Speaking of plastic containers . . . . cold leftovers make a great lunch also, particularly pasta because it can be eaten cold without sacrificing taste, such as an Asian Chicken Noodle Salad, see recipe below.  Another tasty option is Brown Rice Chicken,  also below.  These can be served as meals for dinner and leftovers frozen and packed for lunch, simply throw the frozen container in the fridge the night before and it will thaw by lunch, no freezer pack needed!  Add a fruit and a drink and your meal is complete.  If your child likes guacamole with chips think outside the box and put some fresh or prepared guacamole in a small plastic container with a sprinkle of lemon juice to prevent browning and serve with multigrain tortilla chips, a filling and fun lunch.

Happy packing!

Suzanne Smith, RD LD

Questions or comments send to nutritiouskids@yahoo.com

Recipes courtesy of Prevention Magazine©

Asian Chicken Noodle Salad

This pasta salad is chock full of crunchy vegetables, chunks of chicken and slippery noodles to slurp. It’s quick to make and fun for the kids.

Ingredients:

4 oz. cooked whole-wheat linguine or spaghetti and rinsed in cold water

1 cooked chicken breast shredded

1 carrot, peeled and sliced into long maatchsticks

1 red bell pepper, seeds and core removed, sliced into thin matchsticks

1/2 cup sliced sugar snap peas

1/4 cup bottled sesame ginger salad dressing

Combine the ingredients in a large bowl, tossing well to combine. Pack with fruit and milk to complete the meal. Makes 2-4 servings, depending on age and appetite.

Extras: Try soba or udon noodles in place of the whole-wheat pasta. Add sliced green onions, minced cilantro and a squeeze of fresh lime juice for adventurous eaters.

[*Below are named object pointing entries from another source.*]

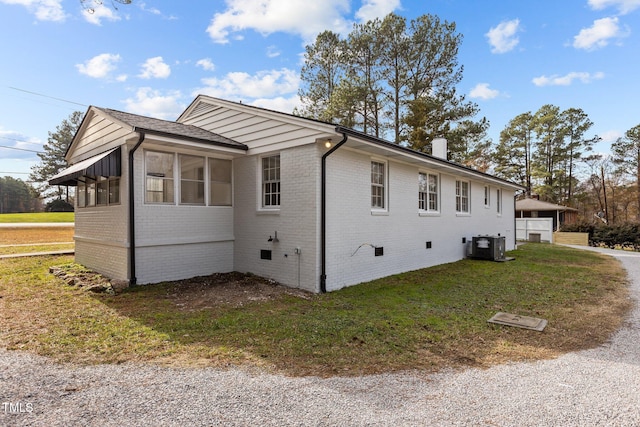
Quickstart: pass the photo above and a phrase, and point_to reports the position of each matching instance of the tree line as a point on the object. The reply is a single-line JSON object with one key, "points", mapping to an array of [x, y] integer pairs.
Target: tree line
{"points": [[394, 79]]}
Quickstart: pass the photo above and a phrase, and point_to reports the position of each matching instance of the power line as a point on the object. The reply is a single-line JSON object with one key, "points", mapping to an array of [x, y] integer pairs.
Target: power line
{"points": [[21, 149], [47, 96], [19, 140]]}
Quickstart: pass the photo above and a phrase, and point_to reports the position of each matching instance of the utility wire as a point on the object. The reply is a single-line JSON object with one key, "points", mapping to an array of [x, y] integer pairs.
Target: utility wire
{"points": [[21, 149], [19, 140]]}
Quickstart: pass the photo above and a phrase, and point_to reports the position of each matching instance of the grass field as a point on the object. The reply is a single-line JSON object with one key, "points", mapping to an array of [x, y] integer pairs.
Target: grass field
{"points": [[34, 236], [428, 319], [38, 217]]}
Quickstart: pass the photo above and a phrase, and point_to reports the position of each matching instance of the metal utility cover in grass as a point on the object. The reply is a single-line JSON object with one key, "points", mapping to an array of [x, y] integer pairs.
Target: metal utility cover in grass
{"points": [[518, 321]]}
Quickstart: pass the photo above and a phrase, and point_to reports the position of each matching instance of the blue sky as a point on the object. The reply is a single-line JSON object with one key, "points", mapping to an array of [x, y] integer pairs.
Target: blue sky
{"points": [[154, 57]]}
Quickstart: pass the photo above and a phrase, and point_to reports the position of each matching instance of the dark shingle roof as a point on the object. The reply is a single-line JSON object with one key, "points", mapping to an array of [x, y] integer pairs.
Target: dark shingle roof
{"points": [[168, 128]]}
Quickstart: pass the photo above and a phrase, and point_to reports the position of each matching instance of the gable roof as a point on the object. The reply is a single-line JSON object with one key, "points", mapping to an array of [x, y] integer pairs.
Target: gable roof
{"points": [[539, 205], [168, 128], [360, 140]]}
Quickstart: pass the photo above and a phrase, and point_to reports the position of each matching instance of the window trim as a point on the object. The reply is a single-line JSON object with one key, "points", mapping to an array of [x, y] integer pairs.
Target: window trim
{"points": [[459, 198], [191, 180], [384, 186], [487, 196], [262, 188], [428, 210], [174, 178]]}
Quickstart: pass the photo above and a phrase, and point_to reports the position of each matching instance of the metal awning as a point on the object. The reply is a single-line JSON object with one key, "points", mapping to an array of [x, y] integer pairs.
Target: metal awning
{"points": [[106, 164]]}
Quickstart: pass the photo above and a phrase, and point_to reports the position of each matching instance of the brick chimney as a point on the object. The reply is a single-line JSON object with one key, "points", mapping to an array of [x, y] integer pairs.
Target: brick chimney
{"points": [[439, 148]]}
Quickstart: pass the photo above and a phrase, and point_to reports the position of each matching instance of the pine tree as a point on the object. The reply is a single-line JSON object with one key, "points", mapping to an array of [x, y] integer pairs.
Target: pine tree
{"points": [[52, 158], [626, 153]]}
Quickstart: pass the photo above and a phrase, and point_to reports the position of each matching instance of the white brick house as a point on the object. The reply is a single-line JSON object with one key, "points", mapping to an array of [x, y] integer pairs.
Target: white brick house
{"points": [[231, 187]]}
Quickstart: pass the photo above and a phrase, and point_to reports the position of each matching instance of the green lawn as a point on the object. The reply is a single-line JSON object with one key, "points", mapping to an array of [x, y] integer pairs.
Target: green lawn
{"points": [[38, 217], [428, 319]]}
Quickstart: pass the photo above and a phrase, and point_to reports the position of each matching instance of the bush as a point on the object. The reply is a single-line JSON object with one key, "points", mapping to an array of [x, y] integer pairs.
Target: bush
{"points": [[625, 235], [59, 205]]}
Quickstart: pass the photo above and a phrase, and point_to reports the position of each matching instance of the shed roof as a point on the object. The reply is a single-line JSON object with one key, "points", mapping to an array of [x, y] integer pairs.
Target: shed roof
{"points": [[539, 205]]}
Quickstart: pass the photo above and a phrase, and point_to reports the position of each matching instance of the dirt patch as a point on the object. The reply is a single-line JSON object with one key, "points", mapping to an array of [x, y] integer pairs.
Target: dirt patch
{"points": [[234, 289]]}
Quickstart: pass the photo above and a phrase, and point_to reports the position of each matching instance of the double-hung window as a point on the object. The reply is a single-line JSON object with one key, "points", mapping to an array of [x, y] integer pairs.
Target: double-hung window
{"points": [[378, 184], [462, 197], [219, 182], [159, 177], [487, 196], [427, 192], [271, 182], [191, 180]]}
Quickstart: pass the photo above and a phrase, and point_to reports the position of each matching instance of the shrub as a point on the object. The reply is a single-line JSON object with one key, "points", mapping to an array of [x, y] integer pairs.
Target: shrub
{"points": [[59, 205], [626, 235]]}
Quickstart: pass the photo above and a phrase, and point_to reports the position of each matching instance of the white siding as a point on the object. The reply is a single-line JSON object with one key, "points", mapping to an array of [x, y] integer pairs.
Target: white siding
{"points": [[101, 232], [177, 242], [100, 134], [352, 229]]}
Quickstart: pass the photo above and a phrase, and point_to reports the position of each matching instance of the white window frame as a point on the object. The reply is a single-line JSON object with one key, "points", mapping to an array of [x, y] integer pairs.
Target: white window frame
{"points": [[262, 194], [175, 178], [425, 198], [197, 181], [463, 201], [377, 186]]}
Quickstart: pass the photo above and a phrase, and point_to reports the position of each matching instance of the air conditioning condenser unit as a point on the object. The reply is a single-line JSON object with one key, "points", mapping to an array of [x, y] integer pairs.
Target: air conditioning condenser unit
{"points": [[488, 247]]}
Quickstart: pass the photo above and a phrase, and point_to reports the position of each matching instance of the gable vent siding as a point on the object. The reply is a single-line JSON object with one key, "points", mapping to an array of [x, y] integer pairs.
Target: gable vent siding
{"points": [[201, 108]]}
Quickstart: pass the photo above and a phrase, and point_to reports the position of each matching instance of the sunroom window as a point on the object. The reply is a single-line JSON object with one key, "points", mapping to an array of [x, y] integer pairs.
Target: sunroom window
{"points": [[191, 180], [220, 182], [271, 181], [428, 192]]}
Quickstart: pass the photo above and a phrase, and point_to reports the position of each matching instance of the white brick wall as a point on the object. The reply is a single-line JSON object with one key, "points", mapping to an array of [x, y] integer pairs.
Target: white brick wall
{"points": [[101, 235], [175, 242], [402, 232], [296, 222]]}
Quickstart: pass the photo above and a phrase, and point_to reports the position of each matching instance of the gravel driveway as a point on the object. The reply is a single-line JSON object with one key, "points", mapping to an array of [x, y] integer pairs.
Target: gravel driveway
{"points": [[599, 387]]}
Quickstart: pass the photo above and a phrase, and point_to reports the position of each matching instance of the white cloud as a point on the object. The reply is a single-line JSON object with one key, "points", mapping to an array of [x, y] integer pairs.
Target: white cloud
{"points": [[150, 102], [99, 66], [502, 37], [623, 6], [482, 91], [264, 84], [611, 136], [155, 68], [372, 9], [273, 52], [44, 10], [206, 64], [22, 144], [568, 79], [598, 35], [98, 12], [301, 17]]}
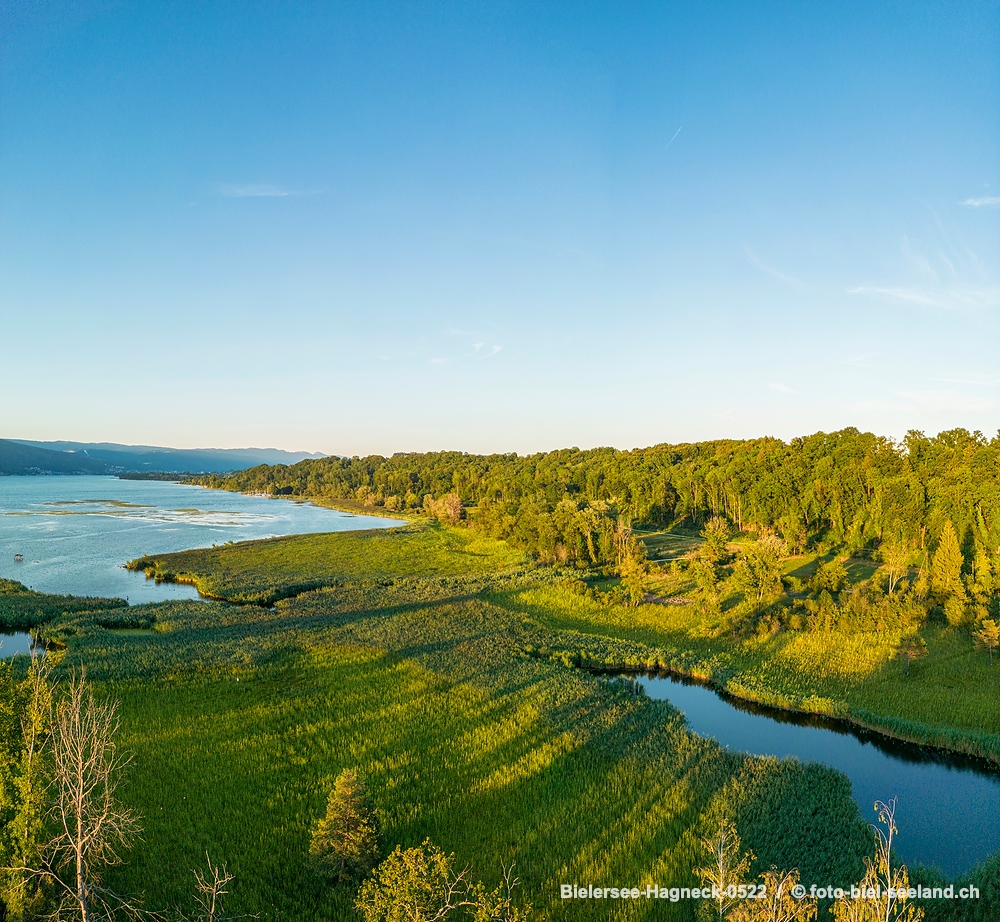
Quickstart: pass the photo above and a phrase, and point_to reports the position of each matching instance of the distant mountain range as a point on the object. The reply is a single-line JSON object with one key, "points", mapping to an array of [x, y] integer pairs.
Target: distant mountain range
{"points": [[19, 456]]}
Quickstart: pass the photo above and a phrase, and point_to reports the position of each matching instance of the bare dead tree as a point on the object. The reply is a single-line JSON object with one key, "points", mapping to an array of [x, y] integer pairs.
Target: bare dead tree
{"points": [[89, 825], [498, 905], [211, 887]]}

Kids can: Measure the ingredients, toss the salad.

Broccoli Chicken Brown Rice Salad

With orange juice in the dressing and dried cranberries, this salad pairs child friendly flavors with parent-pleasing broccoli and brown rice. Hearty and full of textures, you’ll want to pack some for your lunch, too.

Ingredients:

2 cups cooked brown rice

1 cup small broccoli florets, cooked tender crisp

1 cooked chicken breast, cut into small chunks

1/4 cup dried cranberries, coarsely chopped

1/4 cup canola oil

2 Tbsp. orange juice

Salt and ground black pepper to taste

In a large bowl, toss together the rice, broccoli, chicken and cranberries. Pour the canola oil and orange juice in, season with salt and ground black pepper. Serve with unsweetened applesauce and milk. Makes enough for 4-6 servings, depending on age and appetite.

Extras: Use a brown rice and wild rice blend for extra texture. Use 2 Tbsp. raisins for the same amount of dried cranberries for a sweet-tart mix. You can also substitute 1/4 cup of bottled dressing instead of making your own.

Kids can: Measure the ingredients, stir the salad.